Fue pionero de la enseñanza del modelo de Copérnico a pesar de que Muñoz era geocentrista y lo veía como un modelo equivocado. Pero si en esto fue conservador, fue revolucionario en otros aspectos. En aquella época la astronomía estaba encorsetada por el dogma de que el mundo sublunar y el supralunar tenían diferentes naturalezas, estando constituido el primero por los cuatro elementos clásicos, un lugar corruptible donde ocurrían los cambios, mientras que el segundo, constituido por un quinto elemento, era perfecto e inmutable. Muñoz, en cambio, defendía que todo el universo tenía una única naturaleza, que la condición de los astros era similar a la de las nubes, aunque más espesa, y que el aire que respiramos se extendía hasta los planetas y más allá, llegando a la esfera de las estrellas. El cosmos era un continuo.
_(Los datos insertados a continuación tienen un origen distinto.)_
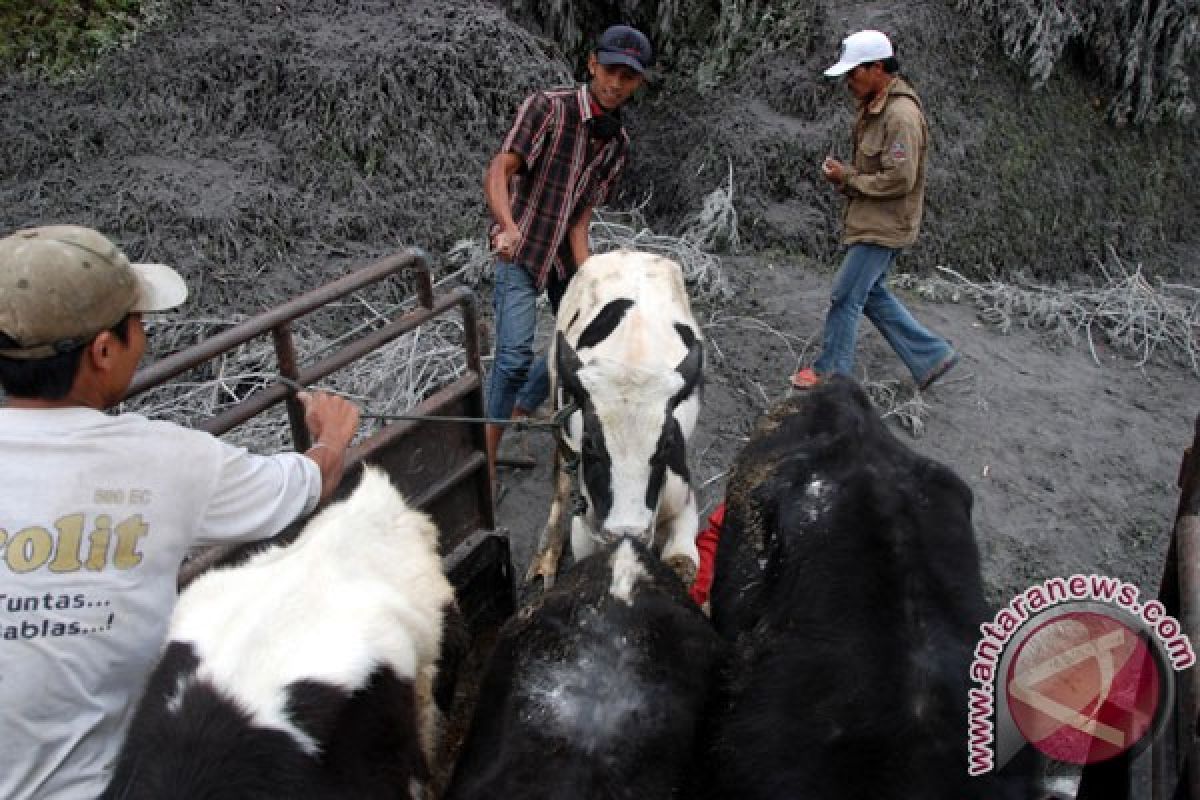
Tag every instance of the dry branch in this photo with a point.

Nótese que el universo de Jerónimo Muñoz permitiría plantearse viajes interplanetarios con globos aerostáticos, aunque él no pudo imaginarlo, pues el primer vuelo en globo sucedió dos siglos después. Ideas similares a las de Muñoz se defendieron posteriormente, y solo cincuenta años después de su muerte, Torricelli pesaba la atmósfera y demostraba que vivimos en el fondo de un «océano de aire». Incluso en épocas tan recientes como el siglo XIX todavía no se sabía hasta dónde llegaba la atmósfera de la Tierra, y si bien estaba claro que no llenaba todo el universo, había serias dudas de si llegaba hasta la Luna, compartiendo atmósfera ambos mundos; así, nada impediría flotar hasta la Luna (como en el cuento The unparalleled adventure of one Hans Pfaall de Edgar Allan Poe de 1835), aunque la elevada velocidad a la que esta orbita alrededor de la Tierra habría implicado un alunizaje sumamente problemático.
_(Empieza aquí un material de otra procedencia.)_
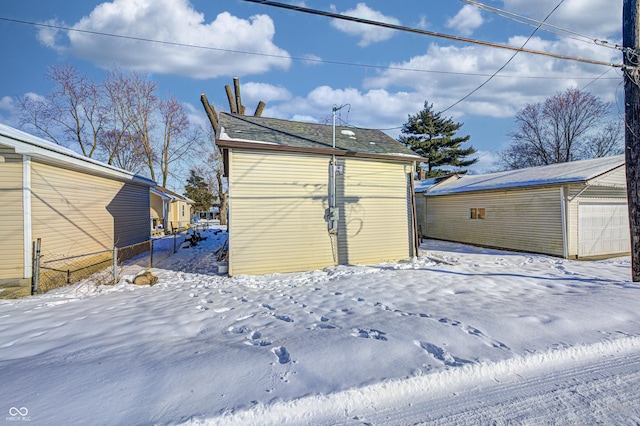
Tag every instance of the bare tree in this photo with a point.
(178, 136)
(121, 121)
(572, 125)
(212, 171)
(74, 109)
(138, 104)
Hoy sabemos que nuestra atmósfera llega como mucho hasta 1.200 km de altura, donde ya está sumamente enrarecida. Pero Muñoz tenía razón en que el cosmos es un continuo, y en cierta forma sí que hay una atmósfera que llega hasta las estrellas, la heliosfera, compuesta por todas las partículas emitidas por el viento solar, y aunque es tan tenue que no permite los viajes en globo –ciertamente sí la navegación a vela, más en la línea de las propuestas de Kepler (véase la «Nave espacial Mètode», núm. 83).
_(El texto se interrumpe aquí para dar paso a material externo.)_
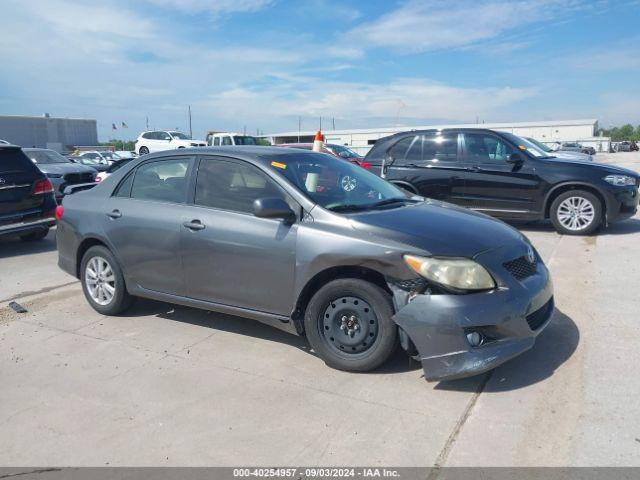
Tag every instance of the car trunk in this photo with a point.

Además, sí que usamos la atmósfera de los planetas para los vuelos espaciales. Viajar al espacio es muy caro, cualquier ahorro de combustible es muy valioso, por eso se suele usar la asistencia gravitatoria, una maniobra que usando solo la gravedad de un planeta permite acelerar o frenar una nave (en función de cómo se haga la maniobra). Con todo, cuando la nave llega al planeta de destino, generalmente acaba en una órbita muy excéntrica y necesita frenarse aún más. Para ello se usa el aerofrenado: la nave se zambulle en la atmósfera planetaria y pierde velocidad por fricción con el aire. Tras varios aerofrenados, la nave alcanza su órbita circular definitiva (una variante, aún no probada, la aerocaptura, en teoría permitiría con una única zambullida frenarse y acabar en una órbita circular, aunque sufriendo unos calentamientos extremos). Sin duda, estas maniobras complacerían a Jerónimo Muñoz, pues muestran que los planetas ciertamente comparten con las nubes una naturaleza atmosférica, como él defendía.